是殘局吧。鄭司楚暗暗苦笑。申士圖一直對自己有點迷信,但上一迴因為自己堅持不該過於急躁地奪取東陽城,又反對將傅雁容當人質的事,申士圖對自己亦不太信任了。不過現在餘成功遭擒,申士圖方寸大亂,對自己的迷信比以前反而更多。他自己知道這樣的殘局自己多半亦是無能為力,可現在不是說實話的時候,如果申士圖再失去信心,那再造共和一方將徹底失敗。他道:“申公,小將都已知曉。好在三軍用命,小將已有了破敵之計。”

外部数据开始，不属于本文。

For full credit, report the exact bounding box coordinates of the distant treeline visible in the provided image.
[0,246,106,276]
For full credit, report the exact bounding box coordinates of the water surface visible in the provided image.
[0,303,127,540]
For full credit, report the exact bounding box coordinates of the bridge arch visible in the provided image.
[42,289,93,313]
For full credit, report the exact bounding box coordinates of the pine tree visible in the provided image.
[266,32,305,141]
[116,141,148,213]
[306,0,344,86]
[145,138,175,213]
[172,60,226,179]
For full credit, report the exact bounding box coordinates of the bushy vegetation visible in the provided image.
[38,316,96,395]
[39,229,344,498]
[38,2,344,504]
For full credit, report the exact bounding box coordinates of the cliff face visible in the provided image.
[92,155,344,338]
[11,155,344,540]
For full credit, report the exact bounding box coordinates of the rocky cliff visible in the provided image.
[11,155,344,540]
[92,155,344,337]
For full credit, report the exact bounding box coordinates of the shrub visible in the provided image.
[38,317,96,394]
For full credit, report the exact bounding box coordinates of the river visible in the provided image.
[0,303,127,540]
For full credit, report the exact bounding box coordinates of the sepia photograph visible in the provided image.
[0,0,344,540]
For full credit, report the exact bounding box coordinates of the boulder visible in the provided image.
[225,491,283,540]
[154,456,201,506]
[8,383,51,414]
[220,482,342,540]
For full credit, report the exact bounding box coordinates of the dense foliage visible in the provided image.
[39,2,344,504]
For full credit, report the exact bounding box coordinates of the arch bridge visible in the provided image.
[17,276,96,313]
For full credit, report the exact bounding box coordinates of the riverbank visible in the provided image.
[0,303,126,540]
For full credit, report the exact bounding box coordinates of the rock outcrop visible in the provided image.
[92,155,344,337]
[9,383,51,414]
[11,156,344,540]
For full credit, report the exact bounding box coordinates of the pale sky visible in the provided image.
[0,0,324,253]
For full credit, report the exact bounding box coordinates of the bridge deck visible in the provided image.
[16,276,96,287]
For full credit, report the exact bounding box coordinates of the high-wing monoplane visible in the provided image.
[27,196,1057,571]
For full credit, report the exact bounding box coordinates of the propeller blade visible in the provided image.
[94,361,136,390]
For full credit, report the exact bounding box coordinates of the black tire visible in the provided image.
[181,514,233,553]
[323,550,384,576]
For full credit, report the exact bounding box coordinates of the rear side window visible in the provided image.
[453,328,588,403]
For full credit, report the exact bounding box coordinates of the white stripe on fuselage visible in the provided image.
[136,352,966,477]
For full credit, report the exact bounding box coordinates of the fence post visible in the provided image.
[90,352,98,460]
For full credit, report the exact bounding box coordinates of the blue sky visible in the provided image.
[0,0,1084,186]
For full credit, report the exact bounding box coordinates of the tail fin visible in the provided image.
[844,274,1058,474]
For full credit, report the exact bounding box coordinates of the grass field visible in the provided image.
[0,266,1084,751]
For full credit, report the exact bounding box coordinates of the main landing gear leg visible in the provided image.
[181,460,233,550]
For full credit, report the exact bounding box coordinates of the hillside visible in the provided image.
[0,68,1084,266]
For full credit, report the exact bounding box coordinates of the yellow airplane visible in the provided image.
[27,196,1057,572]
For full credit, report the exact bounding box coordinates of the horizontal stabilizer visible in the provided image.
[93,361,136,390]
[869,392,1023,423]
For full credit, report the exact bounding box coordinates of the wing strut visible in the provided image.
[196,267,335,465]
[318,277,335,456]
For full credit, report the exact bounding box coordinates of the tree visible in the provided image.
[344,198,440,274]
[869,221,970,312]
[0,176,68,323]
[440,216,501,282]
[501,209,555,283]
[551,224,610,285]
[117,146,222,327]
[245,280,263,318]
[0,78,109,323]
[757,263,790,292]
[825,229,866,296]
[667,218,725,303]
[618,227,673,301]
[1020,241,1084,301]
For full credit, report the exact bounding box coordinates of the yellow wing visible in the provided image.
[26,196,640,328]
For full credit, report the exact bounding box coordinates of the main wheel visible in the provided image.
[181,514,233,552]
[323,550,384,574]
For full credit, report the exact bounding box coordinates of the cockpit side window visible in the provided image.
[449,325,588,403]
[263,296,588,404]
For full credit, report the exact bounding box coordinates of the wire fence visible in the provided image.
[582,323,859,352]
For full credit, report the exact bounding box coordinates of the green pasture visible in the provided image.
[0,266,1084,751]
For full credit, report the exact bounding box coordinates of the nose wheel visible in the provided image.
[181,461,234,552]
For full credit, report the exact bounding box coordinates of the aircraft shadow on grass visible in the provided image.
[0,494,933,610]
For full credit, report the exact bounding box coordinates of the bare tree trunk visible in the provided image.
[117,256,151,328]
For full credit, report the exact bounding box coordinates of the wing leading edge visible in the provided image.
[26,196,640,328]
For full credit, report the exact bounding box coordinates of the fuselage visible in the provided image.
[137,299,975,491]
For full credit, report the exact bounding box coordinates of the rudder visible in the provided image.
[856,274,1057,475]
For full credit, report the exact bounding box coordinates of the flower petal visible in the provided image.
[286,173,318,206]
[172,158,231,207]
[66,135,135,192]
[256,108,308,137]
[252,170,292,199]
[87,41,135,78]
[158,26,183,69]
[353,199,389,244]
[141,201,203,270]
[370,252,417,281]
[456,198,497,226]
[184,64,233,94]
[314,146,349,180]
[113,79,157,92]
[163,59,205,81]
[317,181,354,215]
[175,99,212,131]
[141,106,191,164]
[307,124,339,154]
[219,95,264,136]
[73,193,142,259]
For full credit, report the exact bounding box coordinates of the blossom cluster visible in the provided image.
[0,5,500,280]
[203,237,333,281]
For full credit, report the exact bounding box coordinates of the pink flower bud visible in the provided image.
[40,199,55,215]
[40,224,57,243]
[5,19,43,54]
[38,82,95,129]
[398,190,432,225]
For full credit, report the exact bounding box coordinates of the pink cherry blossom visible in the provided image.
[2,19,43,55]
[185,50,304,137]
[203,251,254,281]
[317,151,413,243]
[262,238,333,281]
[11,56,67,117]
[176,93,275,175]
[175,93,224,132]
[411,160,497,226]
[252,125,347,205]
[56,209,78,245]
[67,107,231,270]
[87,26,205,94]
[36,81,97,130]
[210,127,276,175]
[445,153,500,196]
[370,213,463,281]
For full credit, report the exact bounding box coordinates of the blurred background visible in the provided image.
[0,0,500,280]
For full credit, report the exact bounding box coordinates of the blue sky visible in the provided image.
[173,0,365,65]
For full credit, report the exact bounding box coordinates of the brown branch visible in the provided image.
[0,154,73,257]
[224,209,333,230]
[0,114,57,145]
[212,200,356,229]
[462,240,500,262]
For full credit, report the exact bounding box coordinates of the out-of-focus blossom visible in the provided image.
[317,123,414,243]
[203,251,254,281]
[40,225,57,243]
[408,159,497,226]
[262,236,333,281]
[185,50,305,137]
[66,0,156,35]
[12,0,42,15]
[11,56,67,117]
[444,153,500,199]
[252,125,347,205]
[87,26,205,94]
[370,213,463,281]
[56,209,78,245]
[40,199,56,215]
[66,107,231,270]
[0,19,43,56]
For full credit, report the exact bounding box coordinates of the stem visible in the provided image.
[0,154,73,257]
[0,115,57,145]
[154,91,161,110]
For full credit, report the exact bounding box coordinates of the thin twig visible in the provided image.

    一聽他有破敵之計,申士圖臉上一下露出喜色,急道:“好,我就知鄭將軍不凡。來,裏麵去說。”邊上那些守兵也聽得鄭司楚的話,見他胸有成竹,一個個臉上都露出霽色。這一場大敗實在太大了,人人自危,鄭司楚這一句話讓他們不禁信心大生,隻覺雖敗亦不足為慮。鄭司楚眼中餘光也看到了周圍守兵的臉色,心道果然三軍可以奪帥,匹夫不可奪氣,無論如何,這一句先聲奪人,傳出去後士氣多少能迴複一些。但馬上又想起這個先聲奪人的辦法是鄭昭教自己的,雖然鄭昭是自己的殺父仇人,可自己身上實已有了太多鄭昭的影子,生父卻僅僅是個名字而已。他心裏這樣想,臉上仍是不動聲色,隻是行了一禮道:“是,請申公移玉。”

    一走進內室,申士圖便道:“司楚,鳴雷,你們都坐下。司楚,你有什麽破敵妙計?”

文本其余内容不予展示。